Сотник отсалютовал саблей и, лихо развернув коня, умчался редколесьем в сторону основного стана.
– Так мог бы ты втолковать мне, серому рубаке, как-нибудь попроще, за что Савур прозвал вас «ангелами смерти», – обратился Урбач к Галагану.
– А мог бы назвать и «ангелами спасения», – молвил худощавый приземистый сечевик, одетый, как и Галаган, в вывернутый овчиной наружу безрукавный тулуп. И тут же назвал себя. – «Огирем», жеребцом то есть, кличут.

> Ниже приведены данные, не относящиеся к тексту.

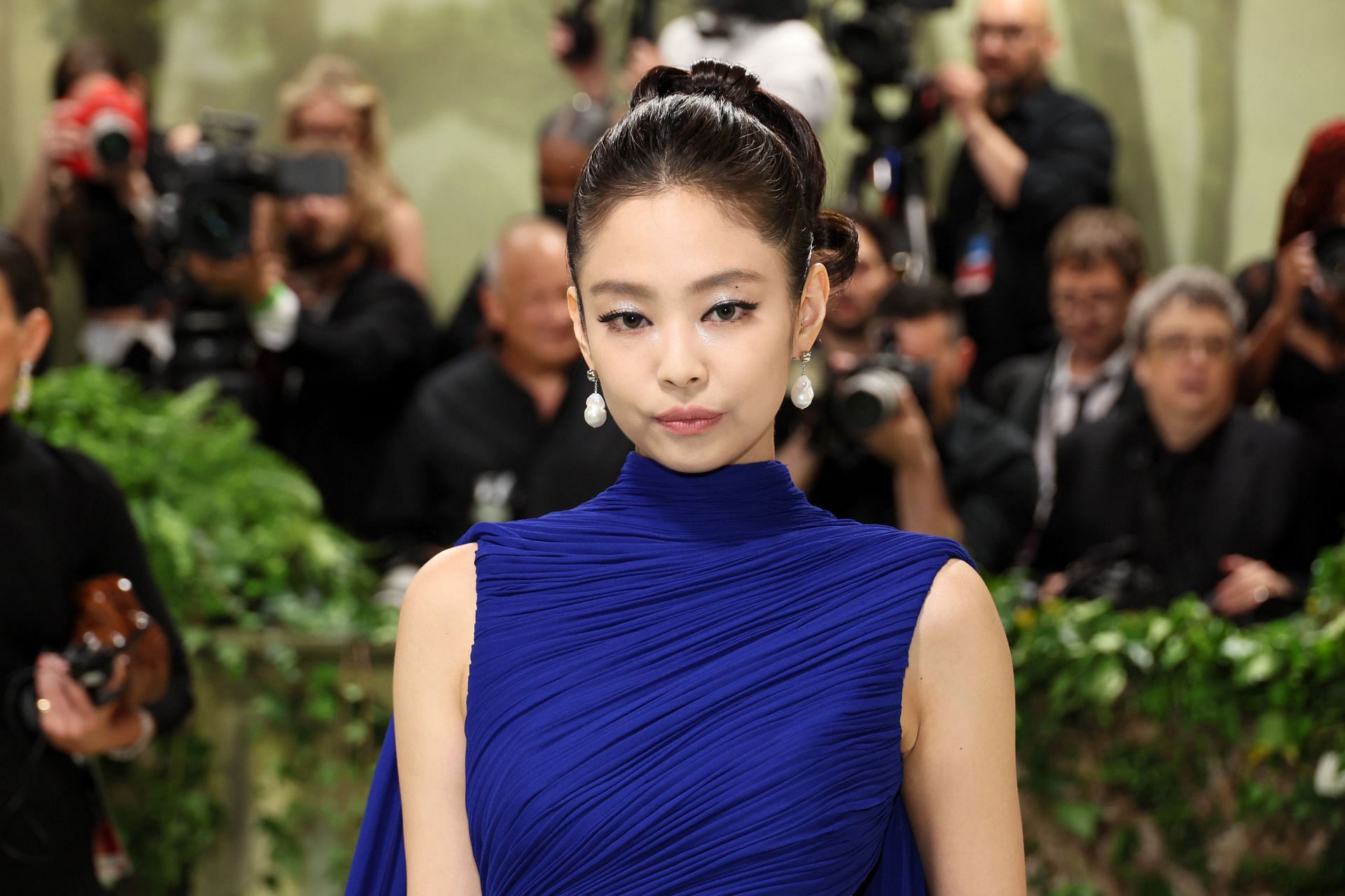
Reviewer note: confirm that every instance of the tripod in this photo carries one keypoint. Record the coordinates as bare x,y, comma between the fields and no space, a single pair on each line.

Да только отжеребцевал я свое.
– Смерть в постели да во хворях – для казака такая же постыдная, как смерть по атаманскому присуду, – вновь взял слово Галаган. – Одни из нас уходят в монастыри отмаливать неотмаливаемое, другие грешат, пропивая свою старость вместе с последними шароварами и крадеными седлами в шинках, третьи бросаются в первых рядах под татарские сабли. Мы же, грешные, недомученные, сотворив промеж собою совет, решили принять достойную нас и сечевого братства смерть, вводя врагов наших в гетманский блуд.